J’ai pu rencontrer, échanger et même collaborer avec des jeunes d’origines diverses, de toutes les classes sociales et qui ont comme moi, la passion du travail bien fait, l’amour de l’autre et la rage de vaincre la fatalité du sous-développement. Je chéri ce privilège que j’ai eu de participer à des « think thank » sur l’avenir de la jeunesse africaine.

J’ai acquis une conviction : celle que l’heure est venue pour la jeunesse de passer à l’action.

C’est confiant en l’avenir de la jeunesse et renforcé par mes compétences et mes expériences, que j’ai commencé à revenir au Bénin plus souvent tout en terminant mon diplôme de second cycle en Finance d’Entreprise. De 2012 à 2013, j’ai ainsi mené de front ces deux engagements, qui sont intimement liés à ma vie.

En 2011, je créai ma première entreprise en communication et évènementiel: Panthéon Entertainment . Cette expérience me permit de rentrer en contact avec la réalité du milieu de l’entreprise dans mon pays, et d’identifier concrètement les blocages liés à l’initiative privée dans mon pays.
En 2013, je créé ma deuxième société Geovital , une entreprise spécialisée dans le négoce de produits tropicaux. En effet j’ai la conviction ferme que le potentiel de notre pays se trouve dans l’essor du secteur primaire. Cette conviction m’amena à visiter tous les départements du Benin dans le cadre de mon travail. De Malanville à Tanguiéta , de Cobly à Aplahoué et de Karimama à Adjarra , ce tour me permis de rencontrer différents acteurs du secteur agricole et me donna l’expérience nécessaire pour m’établir moi-même dans mon village à Tchaourou où j’embauche des centaines de jeunes durant les récoltes (coton, cajou, soja, mais, etc.). Mais au-delà de ma vie professionnelle ces expériences firent naitre en moi une vocation : celle de l’engagement pour ma patrie.

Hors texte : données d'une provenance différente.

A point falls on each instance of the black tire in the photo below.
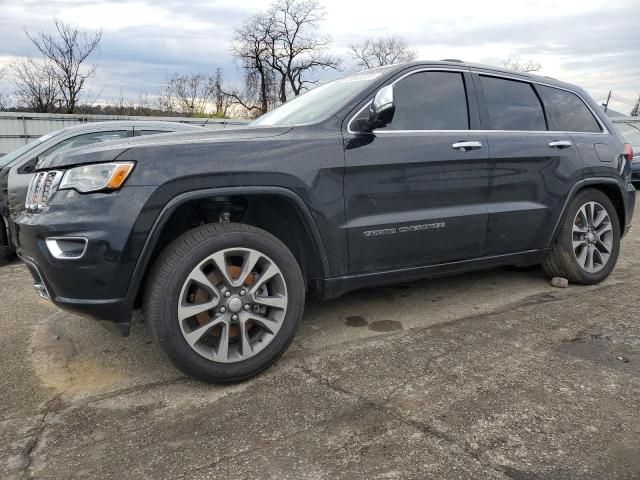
(172, 268)
(561, 261)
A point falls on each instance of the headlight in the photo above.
(100, 176)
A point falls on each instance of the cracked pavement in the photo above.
(487, 375)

Mon objectif est clair : participer, avec les jeunes, à la vie socio-politique de mon pays.


Et c’est avec une équipe formidable, que je parcours les villes, villages et hameaux de notre magnifique pays pour m’entretenir avec la jeunesse de mon pays. C’est également l’occasion pour moi d’offrir ma modeste contribution à leurs efforts tant sociaux, économiques, politiques, qu’éducatifs, culturels et sportifs.

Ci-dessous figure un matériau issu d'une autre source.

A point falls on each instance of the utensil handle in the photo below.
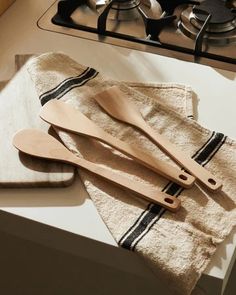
(203, 175)
(162, 168)
(167, 201)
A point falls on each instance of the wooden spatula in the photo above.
(39, 144)
(119, 106)
(62, 115)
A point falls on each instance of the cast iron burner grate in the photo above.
(202, 30)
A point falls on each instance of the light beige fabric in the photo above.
(178, 246)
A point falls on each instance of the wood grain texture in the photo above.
(19, 108)
(119, 106)
(40, 144)
(62, 115)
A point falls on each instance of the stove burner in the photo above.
(212, 20)
(222, 19)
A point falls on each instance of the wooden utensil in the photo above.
(62, 115)
(37, 143)
(19, 108)
(119, 106)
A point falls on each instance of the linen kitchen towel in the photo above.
(177, 246)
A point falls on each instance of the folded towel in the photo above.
(177, 246)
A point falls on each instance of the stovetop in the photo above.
(197, 31)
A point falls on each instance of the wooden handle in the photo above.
(203, 175)
(167, 201)
(174, 174)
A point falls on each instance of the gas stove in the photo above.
(196, 31)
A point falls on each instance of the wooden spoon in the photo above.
(62, 115)
(39, 144)
(119, 106)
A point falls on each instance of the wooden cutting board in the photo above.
(4, 4)
(19, 108)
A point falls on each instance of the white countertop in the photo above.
(70, 208)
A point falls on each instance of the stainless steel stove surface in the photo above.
(197, 31)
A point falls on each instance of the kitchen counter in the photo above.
(70, 208)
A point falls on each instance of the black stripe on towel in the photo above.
(68, 84)
(154, 212)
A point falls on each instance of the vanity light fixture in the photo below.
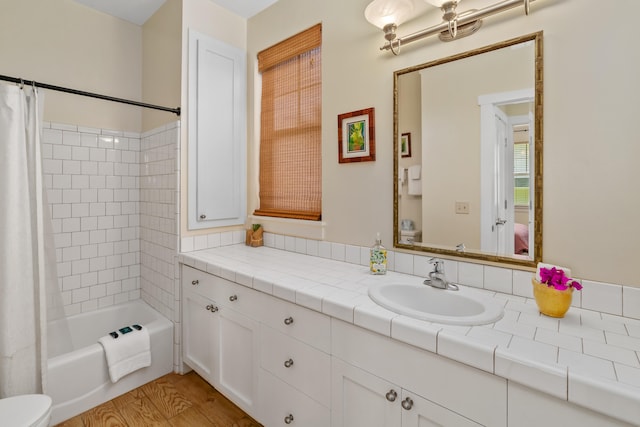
(388, 14)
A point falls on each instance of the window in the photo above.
(290, 128)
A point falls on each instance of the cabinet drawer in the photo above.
(481, 396)
(297, 364)
(198, 281)
(301, 323)
(284, 406)
(223, 292)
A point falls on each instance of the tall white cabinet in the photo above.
(216, 119)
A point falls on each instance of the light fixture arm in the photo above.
(460, 20)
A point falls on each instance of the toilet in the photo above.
(409, 237)
(27, 410)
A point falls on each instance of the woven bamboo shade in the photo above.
(290, 133)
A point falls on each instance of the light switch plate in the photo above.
(462, 207)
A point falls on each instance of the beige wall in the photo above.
(591, 200)
(162, 63)
(65, 44)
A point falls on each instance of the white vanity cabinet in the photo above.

C’est dans cette optique que j'ai créé en 2014 avec quelques amis Solidarité Jeunes , véritable association de développement pour les jeunes, carrefour d’expression de nombreux talents avec comme seul objectif le développement de mon très cher pays le Benin.

Je crois au travail d’équipe, je crois en la collaboration, je crois au partage du savoir et de tout ce qui est positif.

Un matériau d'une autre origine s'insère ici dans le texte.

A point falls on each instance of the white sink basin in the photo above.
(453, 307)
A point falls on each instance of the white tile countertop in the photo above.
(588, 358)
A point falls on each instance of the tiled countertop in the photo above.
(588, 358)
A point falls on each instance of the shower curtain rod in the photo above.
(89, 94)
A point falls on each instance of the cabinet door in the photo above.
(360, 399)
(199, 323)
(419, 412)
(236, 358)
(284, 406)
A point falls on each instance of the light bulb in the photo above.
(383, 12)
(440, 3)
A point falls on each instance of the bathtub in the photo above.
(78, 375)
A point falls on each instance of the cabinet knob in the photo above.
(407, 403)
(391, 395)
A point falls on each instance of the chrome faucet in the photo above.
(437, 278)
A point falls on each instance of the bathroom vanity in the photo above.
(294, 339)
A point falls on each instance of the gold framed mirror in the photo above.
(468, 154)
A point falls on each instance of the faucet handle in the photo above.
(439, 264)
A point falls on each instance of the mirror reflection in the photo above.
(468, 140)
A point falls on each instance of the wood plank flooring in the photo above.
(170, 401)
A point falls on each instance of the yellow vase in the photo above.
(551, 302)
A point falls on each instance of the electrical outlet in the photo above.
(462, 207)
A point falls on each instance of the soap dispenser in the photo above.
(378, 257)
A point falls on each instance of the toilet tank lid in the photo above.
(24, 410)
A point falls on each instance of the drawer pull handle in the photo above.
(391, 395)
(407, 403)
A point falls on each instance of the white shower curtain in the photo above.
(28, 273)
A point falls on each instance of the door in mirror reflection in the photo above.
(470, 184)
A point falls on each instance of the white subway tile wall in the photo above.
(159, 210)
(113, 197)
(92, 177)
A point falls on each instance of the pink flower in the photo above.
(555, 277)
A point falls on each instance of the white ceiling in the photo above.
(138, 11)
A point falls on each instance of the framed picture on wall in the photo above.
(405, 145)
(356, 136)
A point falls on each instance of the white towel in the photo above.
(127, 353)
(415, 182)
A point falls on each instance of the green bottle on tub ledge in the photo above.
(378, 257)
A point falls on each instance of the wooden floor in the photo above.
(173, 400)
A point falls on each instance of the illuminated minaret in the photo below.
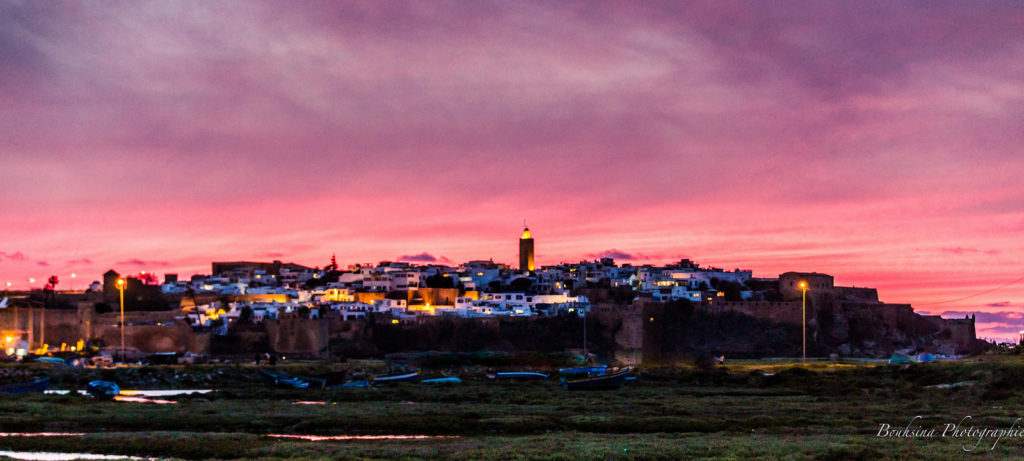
(525, 251)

Voilà le but de CYGN, Cette plateforme numérique que je souhaite vôtre.

Conçue en partenariat avec une agence de marketing numérique canadienne, elle se veut un creuset d’échange d’expériences, d’idées et de réseautage.

Vous y trouverez des informations diverses sur mon actualité, mon engagement avec vous auprès des populations de notre pays. Vous pourrez ainsi me suivre et partager l’émotion de mes activités et ceux de ma fonction sur le terrain.

L’outil « impliquez-vous » a été conçu spécialement pour nos frères et sœurs de la diaspora , dont je connais la hargne de changer les choses et la grande expertise.

Une fois encore, que vous soyez de la presse, de la société civile, du paysage politique, culturel, ou même de la diaspora, ce portail CYGN est d’abord le vôtre.


Rassembler, travailler, servir, et participer au développement de mon pays à travers cette classe de jeunes à laquelle j’appartiens, sont les combats qu’avec vous, je veux gagner.